I remember that episode! Didn’t the ending go something like this----
Columbo: Ahhhhhh, one more thing…I’ve been staring at that traffic photo, and something about it was bothering me, but for the life of me I couldn’t put my finger on it for the longest time. Was driving me crazy, couldn’t get any sleep…
Dabney Coleman: Please get to the point Lieutenant! I’m a very busy, very important man!!
Columbo: Sorry sir, sorry. My wife, she tells me all the time that I ramble on…
Dabney: Please for God’s sake, spit it out, man! And, if you are by any chance about to accuse me of murder, you cannot have any evidence that will hold up in court because if I had done the murder (not that I did), I’m much too smart to get caught.

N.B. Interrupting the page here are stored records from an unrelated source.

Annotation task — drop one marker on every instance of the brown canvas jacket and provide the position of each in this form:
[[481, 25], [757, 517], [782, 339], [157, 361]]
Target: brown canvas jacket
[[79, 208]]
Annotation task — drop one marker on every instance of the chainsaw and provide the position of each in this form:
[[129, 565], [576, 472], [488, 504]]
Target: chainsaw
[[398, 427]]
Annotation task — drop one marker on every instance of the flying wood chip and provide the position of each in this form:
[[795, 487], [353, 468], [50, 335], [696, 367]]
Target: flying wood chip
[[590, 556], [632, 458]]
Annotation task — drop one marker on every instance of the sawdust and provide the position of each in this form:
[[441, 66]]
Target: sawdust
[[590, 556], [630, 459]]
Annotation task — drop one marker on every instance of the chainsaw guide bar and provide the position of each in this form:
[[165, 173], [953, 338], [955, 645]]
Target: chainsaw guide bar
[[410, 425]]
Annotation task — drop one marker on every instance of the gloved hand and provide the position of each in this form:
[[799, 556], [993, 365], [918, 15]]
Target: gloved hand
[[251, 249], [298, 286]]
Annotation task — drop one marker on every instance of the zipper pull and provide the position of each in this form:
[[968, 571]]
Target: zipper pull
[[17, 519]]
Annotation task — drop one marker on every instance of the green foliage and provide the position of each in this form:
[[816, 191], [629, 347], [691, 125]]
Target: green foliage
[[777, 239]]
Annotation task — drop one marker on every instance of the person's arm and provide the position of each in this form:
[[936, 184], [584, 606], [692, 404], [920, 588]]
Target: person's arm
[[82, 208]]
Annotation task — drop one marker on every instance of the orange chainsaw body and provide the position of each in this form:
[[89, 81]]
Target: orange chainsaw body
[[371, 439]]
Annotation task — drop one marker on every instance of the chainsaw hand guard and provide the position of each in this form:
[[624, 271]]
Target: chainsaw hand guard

Columbo: Well, see sir, it’s the shadow on your face in the photo. It’s in the wrong direction for the time of day.
(Dabney immediately confesses, a couple uniforms walk him out. Scene.)
Something that nags me while watching Law & Order…
In every single scene where the detectives are interviewing people, those people are all furiously doing something.
Housewives are ironing; janitors are running their floor buffers; waitresses are serving; bricklayers are laying bricks; nurses are caring for people; salespeople are tending to customers; bakers are kneading; secretaries are busy filing. And when the detectives are interviewing someone who is in their home, they are often sitting at the table shoveling food in their mouth.
Finally, every single one of them speaks with a note of arrogance in their tone.
Maybe I’m different, but a visit from detectives would be an unusual event in my life and would merit my undivided attention. And I would be polite with them.